John G. Ryden and Yale University Press

August 3, 1984

Yale University Press is housed in a former chapel on the edge of its Ivy League campus. Although the offices are in a quirky building, the press operations run smoothly. Numerous passages and stairways lead to small offices, each decorated to fit the tastes of its occupant. In alcoves of the high-ceilinged former chapel, copy editors edit, while workmen and packing crates portend the installation of a computer system.

In staffing, premises, and its catalog, Yale University Press blends old and new to issue highly respected books for scholars.

John G. Ryden, who came to Yale in 1979 with a career in trade and university press publishing, sees the role of a university press to be twofold: ''to publish what otherwise could not be published,'' and ''to treat the works in a special way.''

''The essential part of our mission,'' says Mr. Ryden, ''is to make it possible for the scholar to publish his very first book. We expect to do that and to publish the kinds of books that represent many years of labor but have a tiny audience. We also give our books the care and attention that they must have before they can be published, including careful editing and attention to detail. Then we ensure that they will be produced on paper that will outlive the libraries and that they will be kept in print for many, many years.'' He smiles, ''We do this not without regard to how much it costs, but with an eye that must first of all deliver a book of the highest quality and then hope to God that the institution can survive that!''

Yale's offerings cover a broad range under the rubric ''scholarly,'' from monographs to editions of primary sources, reference works and educational materials, to works of synthesis or interpretation: scholarship that goes beyond reporting to other specialists in the field and has an audience of scholars and informed general readers.
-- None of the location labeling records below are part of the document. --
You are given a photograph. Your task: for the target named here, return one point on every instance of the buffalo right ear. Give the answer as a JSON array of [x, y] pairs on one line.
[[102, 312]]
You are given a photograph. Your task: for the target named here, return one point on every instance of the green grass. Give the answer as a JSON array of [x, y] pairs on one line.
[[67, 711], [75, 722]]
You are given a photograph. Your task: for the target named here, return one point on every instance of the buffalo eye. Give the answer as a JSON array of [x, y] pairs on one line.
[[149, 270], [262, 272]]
At present, this type of book stirs the most interest at Yale. ''A few years ago,'' Ryden explains, ''we were doing two or three, or four, of these books a season - up front in the catalog, as it were; now we're doing as many as 10 or 12. We are looking for this kind of book more aggressively as we are increasingly able to step into an arena that was once the purview of trade houses.''

The lead title in Yale's Fall 1984 catalog is ''The Chronicle of the Lodz Ghetto, 1941-1944,'' which documents the ''liquidation'' of the Jewish ghetto in Lodz, Poland. It was important to the editor, Lucjen Dobroszyck, himself a survivor of Lodz, that the book be handled sensitively and marketed as an accurate document, rather than as an exploitation of horror.

When books like this sell well, they help support less profitable titles. But Ryden stresses that paperbacks and reference books can also be gainers. As an example, he pulls down two volumes from his shelf. They are Huffman and Proum's ''English-Khmer Dictionary,'' a work that reflects Yale's strengths in languages. ''We expected it to sell 500 copies when we published it in 1978. It eventually sold 15,000. It amazed us. It delighted us!'' Ryden beams.
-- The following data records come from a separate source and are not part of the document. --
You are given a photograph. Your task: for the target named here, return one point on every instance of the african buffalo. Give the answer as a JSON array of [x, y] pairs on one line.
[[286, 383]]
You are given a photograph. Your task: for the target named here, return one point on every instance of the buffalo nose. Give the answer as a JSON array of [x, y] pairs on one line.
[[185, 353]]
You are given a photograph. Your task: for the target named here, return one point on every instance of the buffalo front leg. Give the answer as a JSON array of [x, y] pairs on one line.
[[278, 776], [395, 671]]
Another profitmaker is ''A Handbook of Clinical Dietetics.'' ''Practicing dieticians simply must have it,'' he explains. Ryden is looking forward to filling another gap in scholarship with a handbook of Russian literature to be issued in the spring of 1985.

Ryden, who is ''an editor by inclination, training, and instinct,'' guides a staff that chooses manuscripts for their contribution to knowledge.